The current results showed a clear correlation between age and distance and intermediate FVAs with distance correction in eyes with the Tecnis Eyhance IOL, although there was no such relationship in eyes with the Tecnis monofocal IOL. To the best of our knowledge, this is the first study to report that age is an important factor affecting the visual performance of the Tecnis Eyhance IOL.

Several reports have been published on the effect of pupillary size on the optical performance of the Tecnis Eyhance IOL. Huh et al reported the results of an optical bench test that showed that the Tecnis Eyhance provided the best optical performance in the intermediate distance at 2 mm of pupillary size.21 Vega et al reported the in vitro optical performance of the Tecnis Eyhance IOL and found that there was a focus extension effect accompanied by myopic shift as the pupillary size decreased, and that this IOL provided an extended range of vision up to −0.50, −0.75, and −1.50 D for 4.5-, 3-, and 2-mm pupillary sizes, respectively. The authors concluded that this IOL had optical behavior comparable to a conventional Tecnis monofocal IOL for distance vision and an extended range of focus up to −1.50 D, considering the pupillary dynamics during distance, intermediate, and near vision under photopic lighting conditions.22 Alarcon et al also reported that the improvement in intermediate simulated VA obtained from the through-focus VA was independent of the pupillary size.23

The current multiple regression analyses of clinical cases showed the pupillary size independence of the distance, intermediate, and near VA in eyes with the Tecnis Eyhance IOL, which agreed with the Alarcon’s report. However, we used the pupil size measured using ARGOS biometer for analysis and did not obtain the detailed data of the pupil size during distance, intermediate, and near vision. Further investigation will be necessary to clarify the influence of pupil size on visual performance in eyes with the Tecnis Eyhance IOL. Age was the only significant independent factor affecting the binocular BDCFVA and BDCIFVA in eyes with the Tecnis Eyhance IOL; the binocular BDCFVA and BDCIFVA were significantly better in eyes with the Tecnis Eyhance IOL than in eyes with the Tecnis monofocal IOL. This implies that younger patients could reap the benefits of this enhanced monofocal IOL more easily, although no adverse effects would occur even if it was implanted in older patients. We speculated that factors related to age such as pupillary dynamics and retinal and brain function might affect the results. Further investigations are needed to determine the factors affecting the range of vision with the Tecnis Eyhance IOL.
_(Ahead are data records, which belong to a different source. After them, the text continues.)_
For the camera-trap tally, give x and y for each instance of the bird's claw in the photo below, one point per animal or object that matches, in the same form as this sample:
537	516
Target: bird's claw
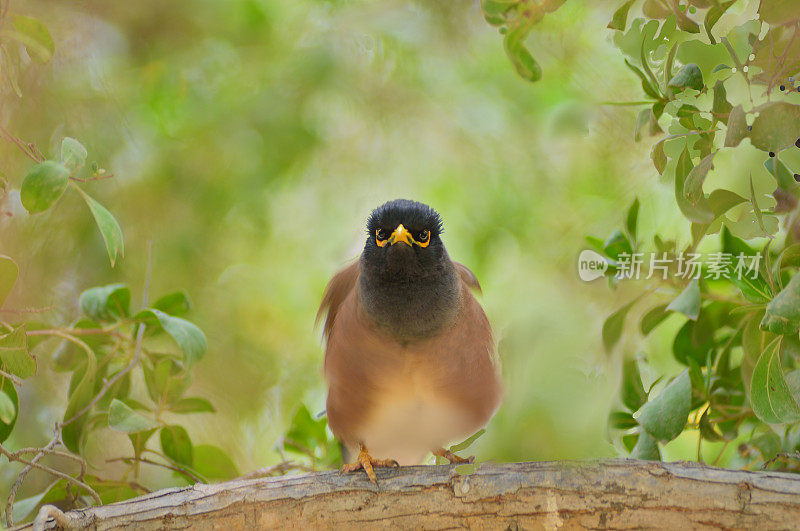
368	464
453	458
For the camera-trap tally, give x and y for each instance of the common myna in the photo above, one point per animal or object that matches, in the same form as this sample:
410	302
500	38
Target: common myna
410	361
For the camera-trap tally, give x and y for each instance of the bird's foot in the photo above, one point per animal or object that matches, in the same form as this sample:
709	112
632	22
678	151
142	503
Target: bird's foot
453	458
368	463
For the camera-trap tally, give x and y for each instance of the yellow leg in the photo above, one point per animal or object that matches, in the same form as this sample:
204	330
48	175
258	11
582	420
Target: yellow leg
367	462
453	458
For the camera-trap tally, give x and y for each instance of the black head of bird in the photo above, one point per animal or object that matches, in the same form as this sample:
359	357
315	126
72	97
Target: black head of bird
408	284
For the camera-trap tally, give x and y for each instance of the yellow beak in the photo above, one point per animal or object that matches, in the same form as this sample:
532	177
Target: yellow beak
400	234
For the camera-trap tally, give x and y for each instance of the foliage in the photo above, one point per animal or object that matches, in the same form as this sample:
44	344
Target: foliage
714	92
128	371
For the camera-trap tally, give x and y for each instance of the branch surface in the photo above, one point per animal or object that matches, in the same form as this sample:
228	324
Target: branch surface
607	494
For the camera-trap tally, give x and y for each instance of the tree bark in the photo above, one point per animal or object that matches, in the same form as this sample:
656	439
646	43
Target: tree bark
605	494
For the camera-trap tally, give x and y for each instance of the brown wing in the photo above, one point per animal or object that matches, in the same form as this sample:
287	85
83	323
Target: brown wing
363	365
336	291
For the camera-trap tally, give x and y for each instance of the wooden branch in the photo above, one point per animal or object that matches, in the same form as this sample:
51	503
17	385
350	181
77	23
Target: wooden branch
607	494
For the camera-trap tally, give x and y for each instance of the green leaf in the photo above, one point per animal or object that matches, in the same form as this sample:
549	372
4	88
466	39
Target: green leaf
783	312
621	420
688	302
123	418
616	244
612	327
782	174
686	24
166	381
737	127
192	405
655	9
658	157
524	63
15	355
713	15
106	303
176	444
109	228
43	185
632	218
8	276
777	126
694	340
693	185
73	154
632	391
646	448
620	18
777	12
688	76
175	304
80	393
647	85
190	339
8	409
304	431
664	417
641	122
700	212
653	318
139	440
707	430
35	36
721	200
752	345
721	107
8	390
213	463
770	397
466	443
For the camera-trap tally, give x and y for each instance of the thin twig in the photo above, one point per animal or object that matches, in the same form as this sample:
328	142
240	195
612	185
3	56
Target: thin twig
277	470
95	178
51	511
137	352
16	381
33	463
22	145
174	468
28	310
57	453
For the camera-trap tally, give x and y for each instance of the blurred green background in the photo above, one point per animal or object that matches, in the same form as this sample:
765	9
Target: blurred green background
250	139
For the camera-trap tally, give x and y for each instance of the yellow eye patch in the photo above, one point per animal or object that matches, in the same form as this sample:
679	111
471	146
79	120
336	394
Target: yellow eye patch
401	234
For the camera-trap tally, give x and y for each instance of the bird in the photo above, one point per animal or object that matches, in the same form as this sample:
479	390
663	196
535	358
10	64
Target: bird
410	360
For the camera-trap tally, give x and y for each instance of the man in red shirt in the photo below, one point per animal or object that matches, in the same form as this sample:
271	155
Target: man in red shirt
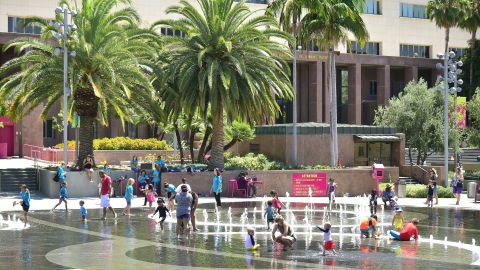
105	192
408	231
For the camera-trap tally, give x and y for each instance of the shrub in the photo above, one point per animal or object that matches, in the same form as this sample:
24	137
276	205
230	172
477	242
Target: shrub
123	143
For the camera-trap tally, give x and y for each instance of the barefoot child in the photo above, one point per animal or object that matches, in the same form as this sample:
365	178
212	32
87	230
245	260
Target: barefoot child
63	197
25	202
250	243
328	243
162	212
83	211
269	212
277	204
128	196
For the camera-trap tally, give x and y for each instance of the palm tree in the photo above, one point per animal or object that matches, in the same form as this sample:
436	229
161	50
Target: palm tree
228	62
107	74
329	23
446	14
471	22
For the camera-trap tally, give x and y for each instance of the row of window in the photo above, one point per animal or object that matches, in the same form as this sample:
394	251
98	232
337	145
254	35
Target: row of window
18	25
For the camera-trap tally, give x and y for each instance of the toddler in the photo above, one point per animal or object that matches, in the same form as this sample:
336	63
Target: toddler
328	243
83	211
269	212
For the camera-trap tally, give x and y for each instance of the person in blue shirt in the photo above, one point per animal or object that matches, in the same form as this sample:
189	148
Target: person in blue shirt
25	202
63	196
83	211
217	186
270	213
128	196
61	173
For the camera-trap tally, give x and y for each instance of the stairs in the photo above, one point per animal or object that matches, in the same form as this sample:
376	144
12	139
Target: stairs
11	179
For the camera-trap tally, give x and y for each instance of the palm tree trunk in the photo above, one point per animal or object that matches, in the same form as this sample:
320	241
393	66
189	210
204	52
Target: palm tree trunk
447	38
216	158
206	137
85	139
472	54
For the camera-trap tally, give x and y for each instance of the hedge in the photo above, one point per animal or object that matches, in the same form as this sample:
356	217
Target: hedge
123	143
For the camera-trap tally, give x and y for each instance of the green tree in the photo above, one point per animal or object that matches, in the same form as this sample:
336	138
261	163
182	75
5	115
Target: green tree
230	61
329	23
418	113
447	14
105	76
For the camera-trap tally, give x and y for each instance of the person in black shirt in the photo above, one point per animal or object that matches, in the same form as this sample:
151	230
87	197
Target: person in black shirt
162	211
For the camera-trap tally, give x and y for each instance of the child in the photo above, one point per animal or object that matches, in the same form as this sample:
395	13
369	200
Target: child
25	202
250	239
431	189
150	194
83	211
270	214
162	212
373	202
63	197
128	196
397	221
328	243
332	186
276	201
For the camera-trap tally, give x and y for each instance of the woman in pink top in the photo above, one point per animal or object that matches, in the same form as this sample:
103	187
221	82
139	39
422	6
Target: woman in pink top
277	204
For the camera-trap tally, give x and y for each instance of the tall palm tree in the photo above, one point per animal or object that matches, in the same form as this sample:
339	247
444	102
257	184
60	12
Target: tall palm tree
106	75
446	14
228	61
471	22
329	23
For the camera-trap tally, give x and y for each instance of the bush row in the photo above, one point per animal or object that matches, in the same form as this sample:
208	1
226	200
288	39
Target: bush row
123	143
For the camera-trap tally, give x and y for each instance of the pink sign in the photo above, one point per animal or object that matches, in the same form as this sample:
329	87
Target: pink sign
301	182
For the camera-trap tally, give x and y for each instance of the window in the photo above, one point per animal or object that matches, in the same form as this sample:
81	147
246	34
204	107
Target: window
373	88
170	32
48	129
20	25
459	52
372	7
413	11
414	51
369	48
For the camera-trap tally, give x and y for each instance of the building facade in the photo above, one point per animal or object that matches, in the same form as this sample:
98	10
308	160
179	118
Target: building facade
403	47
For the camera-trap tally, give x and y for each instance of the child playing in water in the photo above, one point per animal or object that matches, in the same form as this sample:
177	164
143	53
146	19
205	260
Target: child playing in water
332	186
63	196
162	212
250	243
150	193
277	204
128	196
328	243
269	212
83	211
397	221
25	202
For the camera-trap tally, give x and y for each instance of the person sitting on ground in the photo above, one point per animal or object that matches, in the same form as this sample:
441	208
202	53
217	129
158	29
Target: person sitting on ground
410	230
286	237
388	195
184	182
368	226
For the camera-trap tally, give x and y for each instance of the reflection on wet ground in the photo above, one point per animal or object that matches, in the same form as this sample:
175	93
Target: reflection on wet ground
61	241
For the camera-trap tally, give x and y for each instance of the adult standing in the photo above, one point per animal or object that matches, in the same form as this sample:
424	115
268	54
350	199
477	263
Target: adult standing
286	237
457	184
184	202
217	186
106	191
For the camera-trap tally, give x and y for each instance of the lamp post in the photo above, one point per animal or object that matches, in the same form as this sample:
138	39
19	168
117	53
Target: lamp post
62	35
294	116
450	76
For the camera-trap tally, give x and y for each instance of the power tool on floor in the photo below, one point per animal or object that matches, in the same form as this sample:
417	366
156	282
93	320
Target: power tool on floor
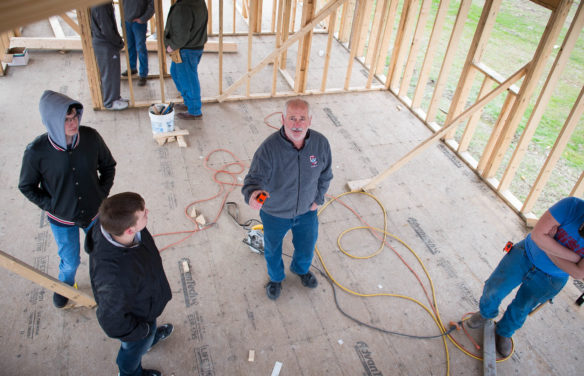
255	239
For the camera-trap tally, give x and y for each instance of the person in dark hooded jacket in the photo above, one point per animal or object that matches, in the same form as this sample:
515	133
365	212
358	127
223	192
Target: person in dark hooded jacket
66	172
128	280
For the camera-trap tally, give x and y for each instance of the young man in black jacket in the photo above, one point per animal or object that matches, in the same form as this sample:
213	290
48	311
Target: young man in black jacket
66	172
128	280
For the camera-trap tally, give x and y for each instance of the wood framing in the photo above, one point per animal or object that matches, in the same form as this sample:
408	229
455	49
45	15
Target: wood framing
475	53
555	153
430	52
373	182
448	59
529	85
304	47
93	78
26	271
546	93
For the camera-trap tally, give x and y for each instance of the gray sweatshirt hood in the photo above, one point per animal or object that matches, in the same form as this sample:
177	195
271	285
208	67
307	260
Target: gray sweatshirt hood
53	108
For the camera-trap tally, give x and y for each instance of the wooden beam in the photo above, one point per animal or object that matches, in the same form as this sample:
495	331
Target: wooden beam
542	53
276	64
56	26
93	78
578	189
285	31
493	142
373	182
357	24
24	270
555	154
475	53
16	13
323	13
161	49
304	47
376	50
329	43
220	48
74	44
413	55
448	60
429	54
72	24
127	54
401	44
542	101
386	37
474	119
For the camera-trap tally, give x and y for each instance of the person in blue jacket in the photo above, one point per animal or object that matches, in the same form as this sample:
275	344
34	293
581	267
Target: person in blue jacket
540	265
66	172
292	168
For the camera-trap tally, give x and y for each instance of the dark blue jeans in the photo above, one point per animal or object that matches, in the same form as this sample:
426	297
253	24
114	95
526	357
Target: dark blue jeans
304	234
136	33
186	78
67	239
130	355
515	269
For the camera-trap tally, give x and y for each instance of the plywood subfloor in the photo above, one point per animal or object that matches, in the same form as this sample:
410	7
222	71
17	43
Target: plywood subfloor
435	204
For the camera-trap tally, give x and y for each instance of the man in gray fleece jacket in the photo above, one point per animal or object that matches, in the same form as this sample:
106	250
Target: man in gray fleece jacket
292	169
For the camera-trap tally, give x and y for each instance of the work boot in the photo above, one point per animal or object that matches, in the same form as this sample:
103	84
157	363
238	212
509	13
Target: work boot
308	280
125	73
162	333
476	321
273	289
180	107
151	372
188	116
504	345
118	105
59	301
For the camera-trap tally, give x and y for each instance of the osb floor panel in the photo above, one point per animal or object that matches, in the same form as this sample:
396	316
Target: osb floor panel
435	204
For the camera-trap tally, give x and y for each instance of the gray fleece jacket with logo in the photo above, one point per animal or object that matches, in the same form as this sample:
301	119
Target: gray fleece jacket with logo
293	178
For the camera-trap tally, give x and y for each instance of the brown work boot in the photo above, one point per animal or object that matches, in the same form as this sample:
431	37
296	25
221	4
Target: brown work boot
187	116
504	345
476	321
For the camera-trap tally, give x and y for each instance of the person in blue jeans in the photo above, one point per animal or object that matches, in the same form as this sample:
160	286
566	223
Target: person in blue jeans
66	172
136	16
128	280
292	169
540	265
186	32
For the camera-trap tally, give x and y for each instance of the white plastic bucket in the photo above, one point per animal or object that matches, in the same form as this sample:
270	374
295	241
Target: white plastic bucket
161	123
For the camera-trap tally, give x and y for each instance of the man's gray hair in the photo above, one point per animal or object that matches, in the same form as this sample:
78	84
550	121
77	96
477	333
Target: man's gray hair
297	101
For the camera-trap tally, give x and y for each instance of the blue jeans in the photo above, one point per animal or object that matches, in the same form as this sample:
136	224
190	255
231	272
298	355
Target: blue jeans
130	355
67	239
136	33
186	79
536	287
304	234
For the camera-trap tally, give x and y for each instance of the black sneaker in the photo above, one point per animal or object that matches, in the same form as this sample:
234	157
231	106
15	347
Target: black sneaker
151	372
273	289
308	280
125	73
504	345
59	301
163	332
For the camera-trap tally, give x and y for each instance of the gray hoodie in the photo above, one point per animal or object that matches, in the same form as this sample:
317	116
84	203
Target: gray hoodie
53	108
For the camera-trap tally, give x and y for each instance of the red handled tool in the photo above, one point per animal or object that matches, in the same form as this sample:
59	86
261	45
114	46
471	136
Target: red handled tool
261	197
508	246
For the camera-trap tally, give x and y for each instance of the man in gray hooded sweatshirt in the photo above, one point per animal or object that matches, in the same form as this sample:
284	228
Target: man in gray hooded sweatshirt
67	172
In this study, we measured the binocular FVA at distance, intermediate, and near. This was a strength of the study because the FVA can detect minor differences in visual function more sensitively than conventional VA tests, and it is useful for evaluating the daily visual performance under various ocular conditions.14–17 In contrast, the small sample size and mixture of the clear and yellow-tinted and toric models were study limitations; further investigation are needed to confirm the results of this study.

Conclusion

In conclusion, the comprehensive cohort analysis did not confirm significant differences in the intermediate, as well as distance and near visual function, between the patients with the Tecnis Eyhance IOL and those with the conventional Tecnis monofocal IOL. Younger age may be an important factor to benefit from the unique optical characteristics of this IOL.

Acknowledgments

We appreciate Ms. Lynda Enoch Charters for editing our manuscript.

Funding

This study was supported by a grant from Johnson and Johnson Vision (Irvine, CA).

Disclosure

Professor Kazuno Negishi reports grants from Johnson and Johnson Vision, during the conduct of the study; personal fees from Johnson and Johnson Vision, outside the submitted work. The authors report no other conflicts of interest in this work.